Jonathan Hearn glances at defense attorney Richard Terry during cross-examination Friday during the Sabrina Limon murder trial.

Defense counsel for Sabrina Limon wrapped up cross-examination of confessed killer Jonathan Hearn on Monday after trying to establish Hearn controlled Limon and told her what to say to investigators after he killed her husband in 2014.

Attorney Richard Terry pressed Hearn repeatedly regarding what the attorney alleges was his manipulation of Limon. Hearn, however, remained poised, never changing the tone of his voice or his assertion that both he and Limon, his former lover, plotted the murder of her husband. 

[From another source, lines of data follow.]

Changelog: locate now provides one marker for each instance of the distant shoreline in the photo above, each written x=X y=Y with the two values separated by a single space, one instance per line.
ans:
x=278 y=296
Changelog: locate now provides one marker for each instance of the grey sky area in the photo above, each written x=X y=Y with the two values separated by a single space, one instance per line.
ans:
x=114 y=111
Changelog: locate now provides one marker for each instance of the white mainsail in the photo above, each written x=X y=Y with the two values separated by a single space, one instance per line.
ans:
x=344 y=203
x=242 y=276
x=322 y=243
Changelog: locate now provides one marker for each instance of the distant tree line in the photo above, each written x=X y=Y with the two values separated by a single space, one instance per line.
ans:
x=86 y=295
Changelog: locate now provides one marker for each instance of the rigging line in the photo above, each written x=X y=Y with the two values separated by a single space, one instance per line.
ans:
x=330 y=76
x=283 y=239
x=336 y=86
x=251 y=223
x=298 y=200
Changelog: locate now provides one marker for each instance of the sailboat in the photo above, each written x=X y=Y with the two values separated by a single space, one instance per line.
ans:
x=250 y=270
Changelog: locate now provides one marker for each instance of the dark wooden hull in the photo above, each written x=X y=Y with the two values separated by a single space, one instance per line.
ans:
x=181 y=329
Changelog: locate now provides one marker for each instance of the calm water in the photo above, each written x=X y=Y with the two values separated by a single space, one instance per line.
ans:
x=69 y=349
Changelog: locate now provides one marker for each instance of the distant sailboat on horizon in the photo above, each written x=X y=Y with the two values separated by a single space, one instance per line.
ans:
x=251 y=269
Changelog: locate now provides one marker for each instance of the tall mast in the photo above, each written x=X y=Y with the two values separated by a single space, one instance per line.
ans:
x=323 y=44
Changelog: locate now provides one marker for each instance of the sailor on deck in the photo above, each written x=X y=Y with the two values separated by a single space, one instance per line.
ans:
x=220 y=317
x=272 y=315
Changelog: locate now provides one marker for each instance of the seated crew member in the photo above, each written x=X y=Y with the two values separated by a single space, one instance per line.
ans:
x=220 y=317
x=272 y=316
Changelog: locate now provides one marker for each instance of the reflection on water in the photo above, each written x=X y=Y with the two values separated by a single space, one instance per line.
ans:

Whenever Terry asked Hearn about "your plan," Hearn immediately responded, "our plan." While acknowledging he was the person who traveled to a Tehachapi railway yard and gunned down Robert Limon, Hearn said Sabrina Limon was involved in the planning of her husband's death every step of the way. 

And he denied forcing her to say or do anything either before or after the killing. 

"You told her what to tell (investigators), did you not, sir?" Terry asked.

"No, sir, I offered suggestions," Hearn said.

The trial of Sabrina Limon, charged with crimes including murder and attempted murder, entered its third week following testimony from numerous detectives and friends of the Limons, as well as tens of hours of wiretapped conversations between Hearn and Sabrina Limon that were played for the jury.

Terry is trying to convince jurors that Hearn planned the killing without assistance from his client. He has said the only evidence against Sabrina Limon is the word of Hearn, who agreed to testify against his client in exchange for a prison term of 25 years and four months. 

Prosecutor Eric Smith has argued Hearn and Sabrina Limon hatched a plot to kill her husband after carrying on a years-long affair. They decided to kill Robert Limon so they could be together and eventually move in with each other, he has said. 

Hearn, as has been his habit throughout his testimony, rarely responded Monday with a simple "yes" or "no." Instead, he often went on at length and in great detail as to what he was thinking or doing at a given time.

The longwinded answers appeared to exasperate Terry. He sighed heavily, puffing out his cheeks and sometimes looking up at the ceiling. 

Terry asked him to be succinct.

"Mr. Hearn, I know you want to go back to your script," he said at one point. "It's a 'yes' or 'no' answer."

Later during his testimony, Hearn was asked whether he wrote a letter displayed for the jury before or after he killed Robert Limon. Hearn argued with Terry's characterization of the letter, and twice gave responses not answering the question.

Finally, Terry raised his voice in asking the question a third time. Hearn said he wrote the letter, specifically a sympathy card, after Robert Limon's killing in order to fool a jury into thinking they weren't involved in his death. 

"All part of your master plan..." Terry began, but Hearn quickly interjected, "Our master plan."

Hearn told the jury Sabrina Limon eventually persuaded him her husband needed to die. He said he had reservations, but overcame his reluctance and carried out the killing.

"Something overcame those better judgments," he said. "Someone."

While unable to hone in on one particular moment where Sabrina Limon overcame his resistance, Hearn said it was a combination of the feelings she expressed for him and cards she sent to him throughout their relationship expressing how she loved and needed him. 

Hearn testified every time he tried to back away from the relationship, she would say something that would get him involved more deeply than before. He said it eventually got to the point where he was willing to do anything for her.

"I would say it was a very systematic, slippery slope with her," he said.

Terry questioned Hearn about his lack of emotion as he described shooting Robert Limon. The attorney characterized the shooting as a "cold, calculated killing."

Hearn agreed with that assessment. 

"I think it's pretty obvious I'm an emotionally guarded person, and I certainly don't sensationalize things," he said.

During the time he worked in emergency services, Hearn said he saw a number of horrific things, from decapitations to microwaved infants. While he was hesitant to describe himself as jaded, he said those prior experiences enabled him to speak in a detached manner about Robert Limon's killing. 

Despite the fact he's testifying against her, Hearn said he still has feelings for Sabrina Limon. It's no longer a romantic love, he testified, but he still loves her.

Asked whether he felt a sense of betrayal in accepting the plea agreement and testifying, Hearn said he long ago relinquished those emotions.